Serie C, Catanzaro – Catania 1-2

CATANZARO: Furlan; Celiento, Riggio, Signorini (37′ st Eklu); Statella (18′ st Favalli), Maita, Iuliano (18′ st De Risio), Casoli; D’Ursi (32′ st Ciccone), Kanoute, Bianchimano (18′ st Fischnaller). A disposizione: Elezaj, Mittica, Pambianchi, Nicoletti, Giannone, Lame, Posocco. All.: Cassia (Auteri squalificato)
CATANIA: Pisseri; Calapai, Aya, Silvestri, Baraye; Rizzo, Lodi (39′ st Bucolo), Biagianti, Marchese, Marotta, Di Piazza (27′ Manneh). A disposizione: Bardini, Angiulli, Liguori, Brodic, Llama, Valeau. All.: Novellino
ARBITRO: Robilotta di Sala Consilina (De Palma-Abbruzzese)
MARCATORI: pt 3′ D’Ursi (CZ), 43′ Marotta (CT); st 10′ Di Piazza (CT)
NOTE: Ammoniti Lodi, Signorini, Silvestri, Pisseri, Marchese, Rizzo, Kanoute. Spettatori 8498 (7017 paganti). Recupero 1′; 5′.

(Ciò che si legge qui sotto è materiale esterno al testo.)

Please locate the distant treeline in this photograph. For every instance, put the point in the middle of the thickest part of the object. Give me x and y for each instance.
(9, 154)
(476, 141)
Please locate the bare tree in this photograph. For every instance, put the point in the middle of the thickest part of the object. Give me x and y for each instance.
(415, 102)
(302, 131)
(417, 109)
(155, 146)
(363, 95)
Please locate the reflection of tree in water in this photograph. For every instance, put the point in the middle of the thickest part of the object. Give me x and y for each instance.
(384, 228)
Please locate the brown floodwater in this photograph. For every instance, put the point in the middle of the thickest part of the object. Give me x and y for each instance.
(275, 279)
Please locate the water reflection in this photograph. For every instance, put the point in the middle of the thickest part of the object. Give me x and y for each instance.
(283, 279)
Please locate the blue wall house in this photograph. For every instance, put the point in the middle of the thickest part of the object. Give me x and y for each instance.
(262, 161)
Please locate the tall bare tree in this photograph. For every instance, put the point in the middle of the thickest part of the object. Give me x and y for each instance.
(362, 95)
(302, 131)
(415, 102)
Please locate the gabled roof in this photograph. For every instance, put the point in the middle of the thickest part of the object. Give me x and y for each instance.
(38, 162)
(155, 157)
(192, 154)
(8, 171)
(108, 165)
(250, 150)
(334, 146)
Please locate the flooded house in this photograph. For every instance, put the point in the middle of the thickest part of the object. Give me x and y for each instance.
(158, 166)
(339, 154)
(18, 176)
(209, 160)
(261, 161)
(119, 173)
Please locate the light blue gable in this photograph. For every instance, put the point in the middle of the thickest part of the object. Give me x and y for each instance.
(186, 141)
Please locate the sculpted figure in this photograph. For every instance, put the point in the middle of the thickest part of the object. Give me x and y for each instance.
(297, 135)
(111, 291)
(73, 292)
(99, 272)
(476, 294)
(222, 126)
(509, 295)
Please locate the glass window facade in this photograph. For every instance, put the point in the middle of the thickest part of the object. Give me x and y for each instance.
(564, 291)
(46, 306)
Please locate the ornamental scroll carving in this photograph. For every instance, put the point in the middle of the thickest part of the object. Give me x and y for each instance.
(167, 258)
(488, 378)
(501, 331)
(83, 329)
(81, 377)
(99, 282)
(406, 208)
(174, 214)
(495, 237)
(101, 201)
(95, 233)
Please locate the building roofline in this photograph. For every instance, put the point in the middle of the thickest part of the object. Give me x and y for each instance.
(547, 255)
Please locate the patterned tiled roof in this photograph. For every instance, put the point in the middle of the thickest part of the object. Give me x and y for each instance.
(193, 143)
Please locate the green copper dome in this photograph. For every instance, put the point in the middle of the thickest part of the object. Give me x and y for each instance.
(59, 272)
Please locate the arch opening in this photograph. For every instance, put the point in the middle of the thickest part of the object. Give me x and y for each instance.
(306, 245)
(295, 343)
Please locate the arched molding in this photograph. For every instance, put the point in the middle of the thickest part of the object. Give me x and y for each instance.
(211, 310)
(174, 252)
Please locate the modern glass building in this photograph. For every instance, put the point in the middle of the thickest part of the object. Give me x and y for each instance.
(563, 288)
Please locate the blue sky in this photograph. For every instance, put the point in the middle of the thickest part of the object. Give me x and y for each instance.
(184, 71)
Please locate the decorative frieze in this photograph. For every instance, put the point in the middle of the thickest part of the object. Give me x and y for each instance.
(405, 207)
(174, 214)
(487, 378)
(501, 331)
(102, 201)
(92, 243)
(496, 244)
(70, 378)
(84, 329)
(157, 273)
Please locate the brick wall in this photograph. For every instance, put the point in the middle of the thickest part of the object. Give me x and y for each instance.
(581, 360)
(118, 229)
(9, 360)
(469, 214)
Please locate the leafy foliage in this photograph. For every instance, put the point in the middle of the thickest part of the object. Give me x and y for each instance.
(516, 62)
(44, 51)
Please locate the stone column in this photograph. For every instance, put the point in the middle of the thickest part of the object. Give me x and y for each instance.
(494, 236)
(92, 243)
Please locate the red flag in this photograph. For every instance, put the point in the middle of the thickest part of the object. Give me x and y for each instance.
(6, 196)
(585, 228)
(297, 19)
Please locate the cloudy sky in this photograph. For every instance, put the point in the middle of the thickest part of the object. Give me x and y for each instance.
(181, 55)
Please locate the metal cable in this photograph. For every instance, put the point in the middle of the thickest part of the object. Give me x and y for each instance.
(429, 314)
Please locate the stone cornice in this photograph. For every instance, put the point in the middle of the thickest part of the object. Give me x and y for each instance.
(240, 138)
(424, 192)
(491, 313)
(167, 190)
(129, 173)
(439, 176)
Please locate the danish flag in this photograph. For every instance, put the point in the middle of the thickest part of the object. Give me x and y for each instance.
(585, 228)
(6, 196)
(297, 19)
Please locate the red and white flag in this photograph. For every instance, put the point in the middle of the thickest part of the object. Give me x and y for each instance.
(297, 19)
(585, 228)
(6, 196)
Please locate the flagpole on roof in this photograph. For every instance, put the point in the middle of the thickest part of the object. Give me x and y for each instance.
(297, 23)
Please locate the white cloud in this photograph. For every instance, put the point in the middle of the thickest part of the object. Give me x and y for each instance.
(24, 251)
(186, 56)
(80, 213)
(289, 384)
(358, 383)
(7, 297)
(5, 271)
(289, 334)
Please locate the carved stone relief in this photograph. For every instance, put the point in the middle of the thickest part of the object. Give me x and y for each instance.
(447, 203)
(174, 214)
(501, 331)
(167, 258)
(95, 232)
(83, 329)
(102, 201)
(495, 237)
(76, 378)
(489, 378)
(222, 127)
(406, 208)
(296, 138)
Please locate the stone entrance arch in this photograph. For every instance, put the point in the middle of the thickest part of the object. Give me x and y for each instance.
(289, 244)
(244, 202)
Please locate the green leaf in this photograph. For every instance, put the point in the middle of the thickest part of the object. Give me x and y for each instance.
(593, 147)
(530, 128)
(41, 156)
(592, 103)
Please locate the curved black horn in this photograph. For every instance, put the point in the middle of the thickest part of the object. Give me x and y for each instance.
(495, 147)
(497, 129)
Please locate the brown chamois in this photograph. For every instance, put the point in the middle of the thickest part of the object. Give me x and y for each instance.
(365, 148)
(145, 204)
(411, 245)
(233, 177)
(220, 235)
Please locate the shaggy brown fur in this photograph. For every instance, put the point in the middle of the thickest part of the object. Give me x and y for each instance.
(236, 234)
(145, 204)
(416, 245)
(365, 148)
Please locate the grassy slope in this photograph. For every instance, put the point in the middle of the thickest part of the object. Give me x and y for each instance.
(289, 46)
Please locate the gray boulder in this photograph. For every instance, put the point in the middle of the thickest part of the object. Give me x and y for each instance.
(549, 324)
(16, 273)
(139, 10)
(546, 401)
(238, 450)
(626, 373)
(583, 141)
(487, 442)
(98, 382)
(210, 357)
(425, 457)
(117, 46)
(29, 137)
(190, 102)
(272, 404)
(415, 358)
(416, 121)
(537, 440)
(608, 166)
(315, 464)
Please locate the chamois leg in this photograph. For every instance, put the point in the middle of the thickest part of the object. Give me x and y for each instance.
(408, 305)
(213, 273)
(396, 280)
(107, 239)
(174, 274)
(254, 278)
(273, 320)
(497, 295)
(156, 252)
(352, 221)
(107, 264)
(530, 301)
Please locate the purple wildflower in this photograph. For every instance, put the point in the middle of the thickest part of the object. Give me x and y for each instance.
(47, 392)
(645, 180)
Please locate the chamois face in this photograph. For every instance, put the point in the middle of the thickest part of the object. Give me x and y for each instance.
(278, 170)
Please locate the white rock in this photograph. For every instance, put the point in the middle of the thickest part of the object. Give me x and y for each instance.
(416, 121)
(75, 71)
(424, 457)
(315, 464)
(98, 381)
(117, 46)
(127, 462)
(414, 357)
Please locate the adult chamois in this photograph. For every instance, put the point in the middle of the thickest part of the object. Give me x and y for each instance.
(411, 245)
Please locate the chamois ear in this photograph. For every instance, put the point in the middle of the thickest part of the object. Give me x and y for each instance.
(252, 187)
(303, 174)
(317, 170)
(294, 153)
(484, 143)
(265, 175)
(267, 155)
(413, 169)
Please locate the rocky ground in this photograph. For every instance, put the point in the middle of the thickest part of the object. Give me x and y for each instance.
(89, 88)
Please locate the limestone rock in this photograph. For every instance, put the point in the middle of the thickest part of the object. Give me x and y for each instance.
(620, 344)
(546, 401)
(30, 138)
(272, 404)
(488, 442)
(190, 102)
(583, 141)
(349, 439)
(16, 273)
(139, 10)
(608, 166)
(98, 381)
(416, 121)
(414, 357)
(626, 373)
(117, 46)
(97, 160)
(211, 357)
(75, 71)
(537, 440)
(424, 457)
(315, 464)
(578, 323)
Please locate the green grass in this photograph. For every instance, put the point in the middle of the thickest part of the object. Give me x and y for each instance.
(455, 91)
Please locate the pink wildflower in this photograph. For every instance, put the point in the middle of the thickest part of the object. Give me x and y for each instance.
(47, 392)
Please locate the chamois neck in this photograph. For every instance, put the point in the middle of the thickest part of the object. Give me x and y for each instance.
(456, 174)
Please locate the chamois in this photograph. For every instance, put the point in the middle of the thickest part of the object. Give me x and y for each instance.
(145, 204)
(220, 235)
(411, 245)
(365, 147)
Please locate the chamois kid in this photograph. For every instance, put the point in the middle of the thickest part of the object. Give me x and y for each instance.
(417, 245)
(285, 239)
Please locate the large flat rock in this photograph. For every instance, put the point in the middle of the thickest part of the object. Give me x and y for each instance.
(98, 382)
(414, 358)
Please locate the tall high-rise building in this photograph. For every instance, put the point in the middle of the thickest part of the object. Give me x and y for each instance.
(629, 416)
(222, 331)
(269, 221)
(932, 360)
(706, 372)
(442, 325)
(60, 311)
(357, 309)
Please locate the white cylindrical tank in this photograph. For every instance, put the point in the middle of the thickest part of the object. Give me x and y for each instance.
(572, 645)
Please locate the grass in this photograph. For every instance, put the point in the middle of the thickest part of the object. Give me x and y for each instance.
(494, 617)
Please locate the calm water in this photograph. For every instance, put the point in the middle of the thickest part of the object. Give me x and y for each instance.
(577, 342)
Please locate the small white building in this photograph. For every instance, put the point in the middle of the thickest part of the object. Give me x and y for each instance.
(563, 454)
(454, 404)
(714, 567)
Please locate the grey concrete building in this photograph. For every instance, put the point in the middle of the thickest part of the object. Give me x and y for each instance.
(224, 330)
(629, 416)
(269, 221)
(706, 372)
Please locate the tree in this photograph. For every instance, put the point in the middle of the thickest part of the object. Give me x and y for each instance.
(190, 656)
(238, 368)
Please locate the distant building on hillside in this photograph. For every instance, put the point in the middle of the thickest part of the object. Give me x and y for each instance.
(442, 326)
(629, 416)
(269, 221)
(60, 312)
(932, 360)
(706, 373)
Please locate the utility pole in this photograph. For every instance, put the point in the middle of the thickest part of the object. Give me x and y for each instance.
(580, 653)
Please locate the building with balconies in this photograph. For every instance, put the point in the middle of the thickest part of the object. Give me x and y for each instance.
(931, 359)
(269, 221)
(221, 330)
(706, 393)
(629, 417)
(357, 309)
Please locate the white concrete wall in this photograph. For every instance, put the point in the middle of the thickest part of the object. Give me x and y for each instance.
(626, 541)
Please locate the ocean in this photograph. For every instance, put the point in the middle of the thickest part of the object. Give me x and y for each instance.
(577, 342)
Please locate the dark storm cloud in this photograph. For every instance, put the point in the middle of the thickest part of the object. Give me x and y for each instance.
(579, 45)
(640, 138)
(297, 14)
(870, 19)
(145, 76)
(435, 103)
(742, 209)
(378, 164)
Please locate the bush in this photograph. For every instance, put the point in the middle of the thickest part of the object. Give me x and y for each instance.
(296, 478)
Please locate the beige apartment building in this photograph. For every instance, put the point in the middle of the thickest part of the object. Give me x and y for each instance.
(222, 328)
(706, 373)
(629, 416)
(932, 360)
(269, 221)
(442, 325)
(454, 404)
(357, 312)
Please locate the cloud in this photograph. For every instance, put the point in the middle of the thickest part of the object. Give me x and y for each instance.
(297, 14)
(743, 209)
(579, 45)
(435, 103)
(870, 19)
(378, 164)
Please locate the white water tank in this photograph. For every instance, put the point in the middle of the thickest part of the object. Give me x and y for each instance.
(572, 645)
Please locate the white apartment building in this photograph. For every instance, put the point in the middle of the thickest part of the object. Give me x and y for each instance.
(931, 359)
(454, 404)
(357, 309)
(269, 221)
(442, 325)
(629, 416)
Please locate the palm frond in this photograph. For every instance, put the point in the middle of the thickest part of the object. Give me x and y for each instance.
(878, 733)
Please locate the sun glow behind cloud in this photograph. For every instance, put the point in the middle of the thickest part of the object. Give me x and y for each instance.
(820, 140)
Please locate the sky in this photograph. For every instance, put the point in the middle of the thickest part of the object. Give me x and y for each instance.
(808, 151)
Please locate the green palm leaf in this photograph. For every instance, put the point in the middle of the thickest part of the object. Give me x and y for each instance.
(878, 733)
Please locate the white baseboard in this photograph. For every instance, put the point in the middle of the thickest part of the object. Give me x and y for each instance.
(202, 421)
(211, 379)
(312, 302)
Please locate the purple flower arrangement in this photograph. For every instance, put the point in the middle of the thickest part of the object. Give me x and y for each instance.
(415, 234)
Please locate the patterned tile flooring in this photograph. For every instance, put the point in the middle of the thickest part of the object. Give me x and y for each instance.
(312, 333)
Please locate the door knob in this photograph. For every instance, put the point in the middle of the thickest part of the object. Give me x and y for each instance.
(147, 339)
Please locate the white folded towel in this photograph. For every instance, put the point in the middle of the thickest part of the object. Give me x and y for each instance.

Aveva chiesto ai suoi ragazzi di fare la guerra al Ceravolo, e Walter Novellino è stato pienamente accontentato. Mezzo tempo, il primo, fatto di poco coraggio e macchiato dalla disattenzione su palla inattiva (la seconda di fila, dopo quella col Potenza) di Iuliano, che è costata il gol di D’Ursi (nella circostanza colpevoli Marotta, Rizzo e Pisseri), poi dalla seconda parte della frazione il Catania è salito in cattedra, anche grazie all’avanzamento dei due quinti, trovando misure giuste tra i reparti e predominio in mezzo al campo. Nell’arco di 18 minuti, i rossazzurri mettono a referto quattro occasioni: Marotta al volo, murato da Signorini al limite dell’area piccola; Lodi su piazzato, sventato in corner con le unghie da Furlan; Rizzo che ciabatta da posizione più che favorevole; il colpo di testa di Di Piazza spedito sul fondo con la porta sguarnita, per l’uscita a vuoto di Furlan. Il Catanzaro ha sul mancino di D’Ursi la palla del 2-0, ma stavolta Pisseri fa la differenza in positivo. E infine il meritato gol del pari, nato da una pressione alta di Baraye e dall’intuizione di Di Piazza a smarcare Marotta, per un rigore in movimento che spiazza Furlan. Lo scambio di favore tra i due, segna l’inizio della ripresa: a campo aperto Di Piazza segue la traccia verticale disegnata da Marotta, ed elusa l’uscita di Furlan, scarica a rete e va ad esultare sotto il settore dei tifosi rossazzurri (non accadeva da tempo). E’ il minuto 54, e il Catania ha già migliorato il rendimento offensivo e realizzativo di tutto il 2019. Cassia e Auteri inseriscono forze fresche con tre cambi simultanei all’ora di gioco, Novellino chiede ai suoi mantenimento delle posizioni e coraggio, sulla crescente pressione avversaria, specie sull’out destro, dove le sgroppate di Kanoute e gli inserimenti di Maita producono tiri dalla bandierina in serie. Manneh sostituisce Di Piazza (il migliore in campo), e Novellino lo dirotta sulla zona “calda” del campo, dove il Catanzaro attacca, ma dove inesorabilmente si scopre. Il finale è vibrante, il Catania sembra aver messo sul volto lo sguardo di chi vuol prendere la C dalle corna. Pisseri ferma il tiro di Maita a 4 dal termine, Manneh fallisce il match point sui titoli di coda. Ma è vittoria, dopo oltre due mesi in trasferta (l’ultima il 27 dicembre a Rieti), la prima in un confronto diretto esterno. Il Catania di Novellino riparte da qui, la direzione è quella giusta.